Her community Saturday night folk music program, “Traditions,” focused on local artists and performances, and is the name of her website which she updates several times weekly, a convenient place to find out what’s happening folkwise around the region.
She has saved reel-to-reel tapes of interviews she’s conducted with Pete Seeger, Mike Seeger, Arlo Guthrie, Tom Paxton, the Nitty Gritty Dirt Band, Mary Chapin Carpenter, and Garrison Keillor, to name a few.
When the Beatles came to town in 1964, she got to meet them and shake hands.
She can remember as a child sitting (or lying) for hours in front of her family’s big brown 1930s radio in “pre-TV” days, listening to music, including country music from Mexico. (Mexico? Yes, Mexico and Ray Davis.)
She was born north of the Bronx in New York near Mt. Vernon, and moved to the area with her family as a youngster when her dad went to work for the Pentagon.
Cliff graduated from Immaculate Conception Academy (which no longer exists) and went to Catholic University where she majored in English.
Now she’s at a crossroads with important decisions to make: Does she travel? (Yes.

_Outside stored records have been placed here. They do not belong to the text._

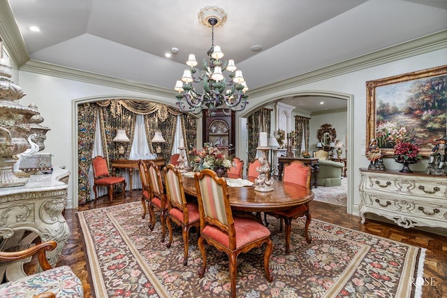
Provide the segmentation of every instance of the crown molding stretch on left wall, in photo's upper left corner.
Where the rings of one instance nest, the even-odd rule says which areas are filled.
[[[0,36],[10,58],[20,68],[30,58],[8,0],[0,0],[0,20]]]

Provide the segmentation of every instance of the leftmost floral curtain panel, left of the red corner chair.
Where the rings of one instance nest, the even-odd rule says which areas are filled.
[[[95,141],[96,104],[78,106],[78,201],[85,204],[90,199],[89,168]]]

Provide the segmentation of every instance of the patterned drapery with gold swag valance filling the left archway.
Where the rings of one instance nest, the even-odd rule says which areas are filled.
[[[151,152],[154,152],[152,138],[154,132],[160,130],[166,139],[161,144],[163,151],[161,157],[169,160],[173,149],[177,115],[182,119],[182,134],[185,146],[196,146],[196,118],[184,114],[175,108],[156,104],[151,101],[135,101],[128,99],[110,99],[78,105],[78,181],[79,204],[90,200],[89,168],[94,148],[96,115],[99,113],[101,142],[105,158],[118,158],[117,146],[112,141],[117,129],[124,129],[130,141],[125,145],[124,157],[129,158],[133,143],[136,115],[144,115],[147,143]]]

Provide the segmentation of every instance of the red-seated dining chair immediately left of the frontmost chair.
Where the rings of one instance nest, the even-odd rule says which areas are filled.
[[[184,243],[183,264],[188,264],[189,249],[189,229],[200,228],[200,215],[198,212],[197,201],[186,201],[183,190],[182,173],[180,173],[173,164],[168,164],[163,168],[163,174],[166,185],[166,197],[168,198],[168,212],[166,213],[166,225],[169,231],[169,242],[166,244],[170,248],[173,243],[173,227],[171,221],[182,227],[182,236]]]

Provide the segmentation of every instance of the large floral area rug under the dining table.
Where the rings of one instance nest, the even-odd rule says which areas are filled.
[[[142,219],[140,202],[78,213],[85,241],[92,295],[105,297],[228,297],[228,257],[207,246],[207,270],[198,277],[202,258],[191,233],[188,265],[182,264],[182,230],[175,227],[171,248],[161,243]],[[290,255],[284,232],[268,218],[274,243],[272,283],[263,273],[263,248],[237,257],[237,297],[418,297],[411,281],[423,274],[425,250],[312,220],[294,220]],[[168,240],[168,237],[166,238]]]

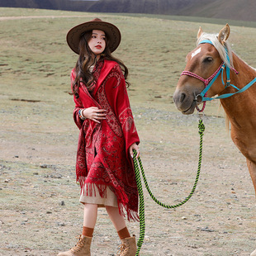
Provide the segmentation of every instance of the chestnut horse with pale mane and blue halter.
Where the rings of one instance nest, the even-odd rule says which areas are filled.
[[[183,114],[192,114],[197,104],[211,97],[220,103],[230,121],[231,138],[247,160],[256,192],[256,69],[246,64],[226,41],[228,24],[219,35],[199,28],[197,48],[187,55],[187,65],[178,80],[173,101]],[[256,255],[256,250],[251,256]]]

She’s getting ready to hit the road this week) And/or remodel her kitchen? Look for work?
Mostly, what she wants to do is promote folk music and pick up the music where she left off.
“The music is the star, not me,” Cliff said. “I just manage it.”
“The community deserves a program, and right now, the folk community doesn’t have one,” she said.
Moving outside the D.C. market is definitely not a consideration since this is “home,” and her two children and grandchildren live here, too.
Besides, two other huge loves of her life are nearby: the Washington Nationals and Baltimore Orioles. Cliff has partial season tickets for both teams.
What does she do when they play each other? Easy: She wears a shirt for one team and a hat for the other.
Now she sees “limited opportunities” for herself: “I don’t know what I’m going to be when I grow up,” but for sure, folk music and radio will always play key roles in her life, and maybe, just maybe, during her seventh decade stretch, she can combine those passions with a baseball position, since street talk says the Nationals are at their own music management crossroads.